My attempts to search for a “hard return” have failed. I’m using the term carriage return colloquially because it represents what I’m trying to edit, and I can’t actually identify what I’m seeing in the typed page. The single workaround I’ve found is to backspace over them inside the document, in my case to replace with a new line. One edit at a time works and appears on the page as I expect, deleting ¶ (pilcrow sign=PS) and overwriting ↵ (new line=NL), with View/Formatting Marks toggled on.
- 7.1 help docs claim the special character selector can be reached using CTRL+Shift+S in Find-and-Replace (FaR) dialogue fields, but that doesn’t work.
- I can select the Insert/Special Character… menu with FaR fields, but I can’t copy, paste, type, or even discover what that “hard return” character is; it doesn’t seem to exist in character sets I’ve compared.
- It appears PS is a working symbol that I can type or paste, but it doesn’t encode anything inside LO, like a CR, CRLF, or NL.
- I can type a “hard return” with the Enter key, and a “soft return” with Shift+Enter, but not inside FaR fields.
- I can copy and paste the end of a text line into FaR fields but it’s interpreted as only NL, as if PS isn’t there.
- I didn’t find any help on breakout characters, if that’s something I have yet to discover in LO.

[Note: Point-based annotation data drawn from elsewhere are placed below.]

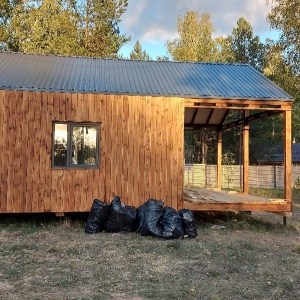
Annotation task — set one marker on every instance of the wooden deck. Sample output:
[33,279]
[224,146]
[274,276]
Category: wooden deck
[220,200]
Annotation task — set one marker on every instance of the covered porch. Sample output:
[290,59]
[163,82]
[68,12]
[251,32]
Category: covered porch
[210,114]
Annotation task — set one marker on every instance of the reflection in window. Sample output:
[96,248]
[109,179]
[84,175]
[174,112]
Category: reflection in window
[76,144]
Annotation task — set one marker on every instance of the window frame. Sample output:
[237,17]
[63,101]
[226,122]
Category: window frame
[70,126]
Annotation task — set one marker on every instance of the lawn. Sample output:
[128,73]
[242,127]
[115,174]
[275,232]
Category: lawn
[234,256]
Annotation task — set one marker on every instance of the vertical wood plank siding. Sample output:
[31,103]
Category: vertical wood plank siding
[141,151]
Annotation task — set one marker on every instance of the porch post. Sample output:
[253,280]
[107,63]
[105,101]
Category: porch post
[219,160]
[246,155]
[288,155]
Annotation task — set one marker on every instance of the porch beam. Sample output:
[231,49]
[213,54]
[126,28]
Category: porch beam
[219,160]
[246,153]
[288,155]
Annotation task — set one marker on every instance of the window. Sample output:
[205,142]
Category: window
[75,145]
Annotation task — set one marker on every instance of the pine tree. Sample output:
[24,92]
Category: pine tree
[138,53]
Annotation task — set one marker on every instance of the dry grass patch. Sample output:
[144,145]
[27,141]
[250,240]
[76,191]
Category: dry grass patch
[249,259]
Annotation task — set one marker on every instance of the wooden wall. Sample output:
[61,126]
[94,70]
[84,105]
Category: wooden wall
[141,151]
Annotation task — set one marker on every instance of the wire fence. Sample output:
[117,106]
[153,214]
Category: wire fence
[201,175]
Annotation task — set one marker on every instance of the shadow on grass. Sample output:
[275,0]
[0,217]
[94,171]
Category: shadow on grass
[237,221]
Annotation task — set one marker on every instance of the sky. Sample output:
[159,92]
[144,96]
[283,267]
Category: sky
[153,22]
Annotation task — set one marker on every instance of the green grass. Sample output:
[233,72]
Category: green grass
[248,259]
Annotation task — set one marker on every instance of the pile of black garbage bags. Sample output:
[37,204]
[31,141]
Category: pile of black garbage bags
[151,218]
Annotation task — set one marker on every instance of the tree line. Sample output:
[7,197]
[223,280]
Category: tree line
[91,28]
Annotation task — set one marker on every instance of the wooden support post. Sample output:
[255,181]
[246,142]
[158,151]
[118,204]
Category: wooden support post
[288,155]
[246,154]
[219,160]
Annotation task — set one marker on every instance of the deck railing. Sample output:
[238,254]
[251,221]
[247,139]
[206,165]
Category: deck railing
[201,175]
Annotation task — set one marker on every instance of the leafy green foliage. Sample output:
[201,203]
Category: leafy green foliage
[285,17]
[245,46]
[195,42]
[138,52]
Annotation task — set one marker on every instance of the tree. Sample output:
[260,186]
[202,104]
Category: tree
[246,47]
[139,53]
[45,27]
[6,13]
[195,42]
[285,17]
[99,27]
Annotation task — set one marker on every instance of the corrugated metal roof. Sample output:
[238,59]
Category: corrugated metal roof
[19,71]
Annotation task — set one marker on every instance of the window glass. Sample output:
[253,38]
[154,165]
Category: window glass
[60,144]
[84,142]
[75,144]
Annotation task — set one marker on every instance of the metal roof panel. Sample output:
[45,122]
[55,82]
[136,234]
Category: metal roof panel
[21,71]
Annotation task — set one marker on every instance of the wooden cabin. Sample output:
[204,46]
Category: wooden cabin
[77,128]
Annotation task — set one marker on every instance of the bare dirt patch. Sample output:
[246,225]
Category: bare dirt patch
[235,256]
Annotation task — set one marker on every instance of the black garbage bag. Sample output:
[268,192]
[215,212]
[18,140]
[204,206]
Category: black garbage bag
[172,224]
[97,217]
[121,217]
[151,224]
[188,223]
[140,215]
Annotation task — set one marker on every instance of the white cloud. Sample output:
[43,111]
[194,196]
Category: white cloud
[155,21]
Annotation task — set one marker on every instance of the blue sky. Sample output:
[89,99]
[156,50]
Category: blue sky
[153,22]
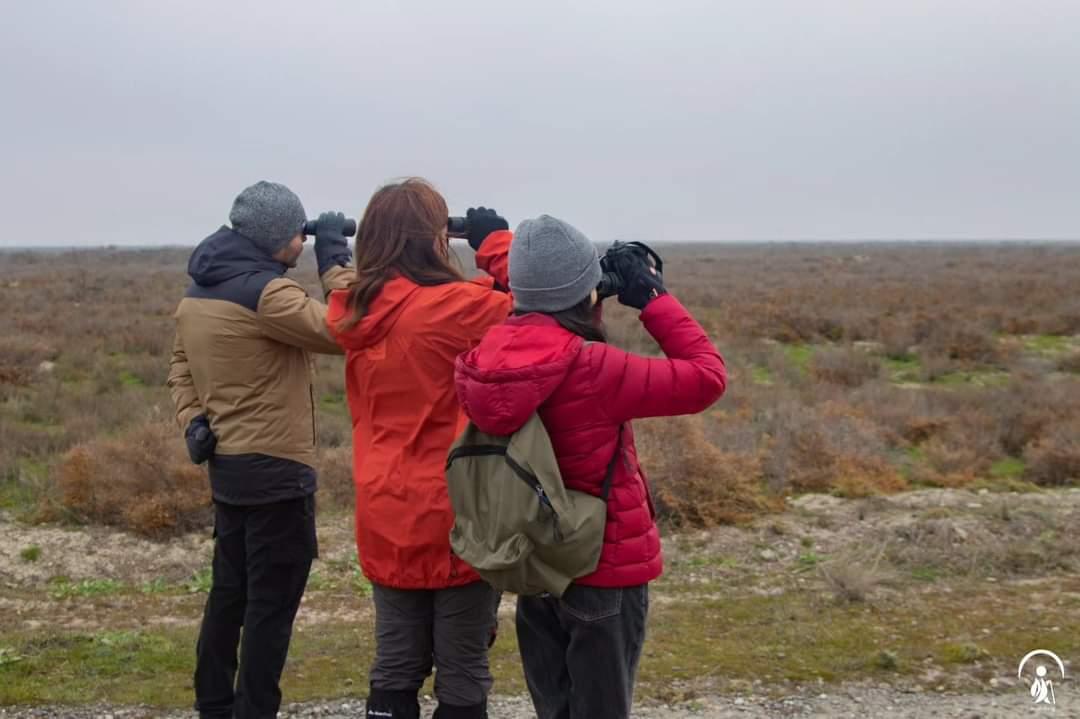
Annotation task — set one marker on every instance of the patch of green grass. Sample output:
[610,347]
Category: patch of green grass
[63,588]
[1047,343]
[334,403]
[904,369]
[798,635]
[973,377]
[799,355]
[887,661]
[962,653]
[127,379]
[760,375]
[9,655]
[1004,485]
[360,583]
[808,560]
[157,585]
[704,561]
[1009,467]
[927,573]
[200,582]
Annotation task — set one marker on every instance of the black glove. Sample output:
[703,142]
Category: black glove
[201,441]
[332,245]
[640,283]
[481,222]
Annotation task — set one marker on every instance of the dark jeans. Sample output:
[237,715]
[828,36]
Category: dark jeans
[580,652]
[261,558]
[416,629]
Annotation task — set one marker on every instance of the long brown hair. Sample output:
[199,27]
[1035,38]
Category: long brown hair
[582,320]
[403,233]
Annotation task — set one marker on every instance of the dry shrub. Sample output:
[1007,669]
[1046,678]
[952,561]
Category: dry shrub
[335,476]
[142,482]
[1055,460]
[828,447]
[1027,408]
[694,484]
[854,578]
[846,367]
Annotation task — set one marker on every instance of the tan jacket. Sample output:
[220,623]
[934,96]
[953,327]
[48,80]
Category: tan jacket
[241,353]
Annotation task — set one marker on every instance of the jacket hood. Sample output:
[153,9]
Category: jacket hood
[388,307]
[513,370]
[227,254]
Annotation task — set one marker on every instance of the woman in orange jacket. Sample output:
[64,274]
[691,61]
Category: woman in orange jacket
[404,319]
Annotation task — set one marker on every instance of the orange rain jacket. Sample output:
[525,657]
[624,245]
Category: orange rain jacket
[405,416]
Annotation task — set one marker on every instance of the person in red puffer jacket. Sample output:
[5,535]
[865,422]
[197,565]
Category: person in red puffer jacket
[580,652]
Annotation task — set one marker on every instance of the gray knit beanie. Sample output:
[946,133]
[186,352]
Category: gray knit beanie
[553,266]
[269,215]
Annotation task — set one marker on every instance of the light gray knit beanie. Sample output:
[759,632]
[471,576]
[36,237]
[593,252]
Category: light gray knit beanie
[553,266]
[269,215]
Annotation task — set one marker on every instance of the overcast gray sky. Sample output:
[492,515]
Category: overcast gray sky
[137,122]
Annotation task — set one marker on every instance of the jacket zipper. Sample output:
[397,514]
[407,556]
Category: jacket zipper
[311,397]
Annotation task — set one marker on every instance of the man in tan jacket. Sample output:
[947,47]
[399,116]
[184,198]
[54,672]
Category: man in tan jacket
[241,381]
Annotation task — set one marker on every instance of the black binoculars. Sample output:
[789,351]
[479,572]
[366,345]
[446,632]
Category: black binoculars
[615,259]
[456,227]
[311,227]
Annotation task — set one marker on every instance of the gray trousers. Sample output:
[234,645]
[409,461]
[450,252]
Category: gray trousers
[449,629]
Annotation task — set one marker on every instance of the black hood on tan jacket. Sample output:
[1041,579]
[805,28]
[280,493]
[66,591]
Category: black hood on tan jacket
[226,255]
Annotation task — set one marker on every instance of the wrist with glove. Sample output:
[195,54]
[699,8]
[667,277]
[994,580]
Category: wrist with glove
[200,439]
[640,283]
[482,221]
[332,244]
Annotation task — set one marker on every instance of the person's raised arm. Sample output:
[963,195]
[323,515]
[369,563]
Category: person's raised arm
[489,235]
[332,253]
[285,313]
[688,380]
[181,387]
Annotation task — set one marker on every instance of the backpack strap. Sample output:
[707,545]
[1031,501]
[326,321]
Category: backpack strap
[606,489]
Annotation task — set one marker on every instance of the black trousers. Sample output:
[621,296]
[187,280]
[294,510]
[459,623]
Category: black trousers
[417,629]
[262,555]
[580,652]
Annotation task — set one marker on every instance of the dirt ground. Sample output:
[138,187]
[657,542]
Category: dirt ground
[984,532]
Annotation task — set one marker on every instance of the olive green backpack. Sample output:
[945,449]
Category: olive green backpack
[515,521]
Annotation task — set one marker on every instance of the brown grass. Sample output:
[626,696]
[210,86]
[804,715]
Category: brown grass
[143,482]
[826,416]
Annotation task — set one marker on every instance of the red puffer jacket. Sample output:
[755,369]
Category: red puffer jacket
[583,392]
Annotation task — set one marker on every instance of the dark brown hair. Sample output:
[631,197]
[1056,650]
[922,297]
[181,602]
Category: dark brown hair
[582,320]
[402,233]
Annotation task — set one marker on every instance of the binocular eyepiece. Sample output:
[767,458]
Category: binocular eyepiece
[456,227]
[613,265]
[311,227]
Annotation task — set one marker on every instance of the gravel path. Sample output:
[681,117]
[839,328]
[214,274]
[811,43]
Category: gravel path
[863,701]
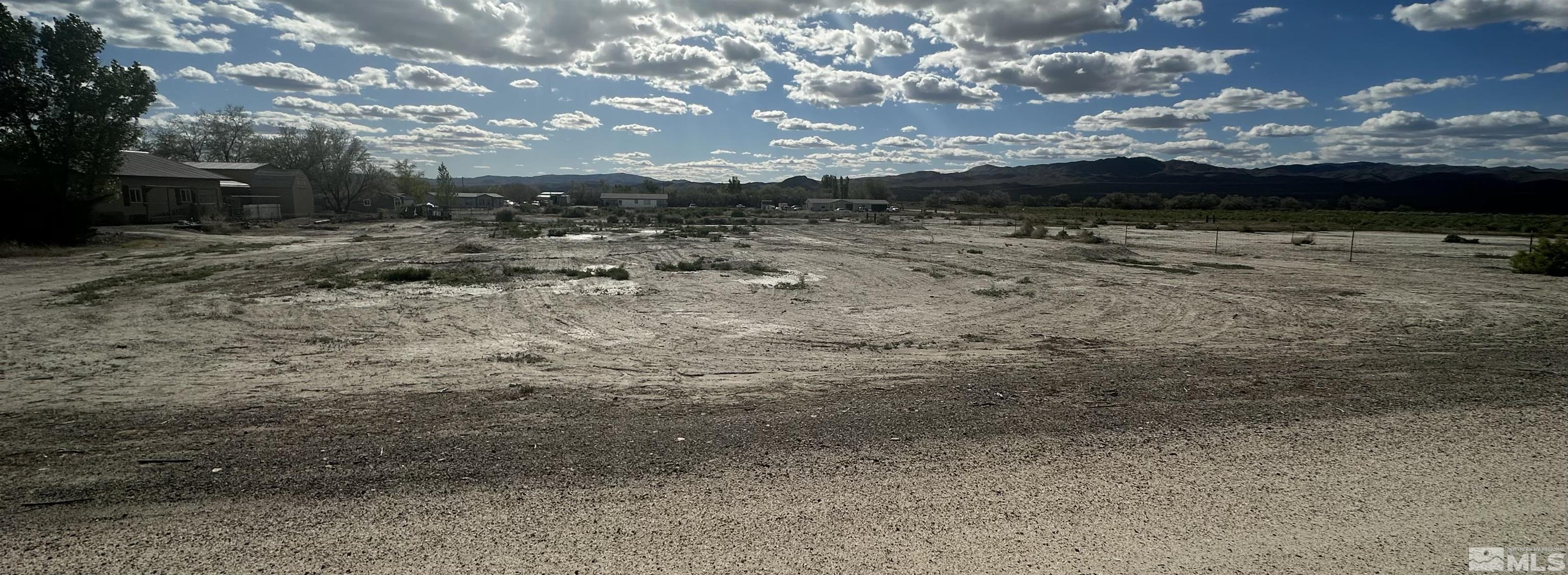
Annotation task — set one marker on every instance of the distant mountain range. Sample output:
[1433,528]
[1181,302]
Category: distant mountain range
[1428,187]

Basically, I was putting lists into Thunderbird Mail messages and I hit formatting issues, and when I copied edited content from LO the mystery grew worse. Thunderbird’s default formats are invisible within its HTML environment, only seen as outcomes, and a combination of pasted NL and CR content turns into a mess that can only be fixed one line at a time inside Tbird. The short answer is to ensure any Tbird pasting defaults to Body Text, contains new paragraphs, and excludes NL. This means I need to FaR any NL from the original text, requiring knowledge of how to deal with the new paragraph marker per my question.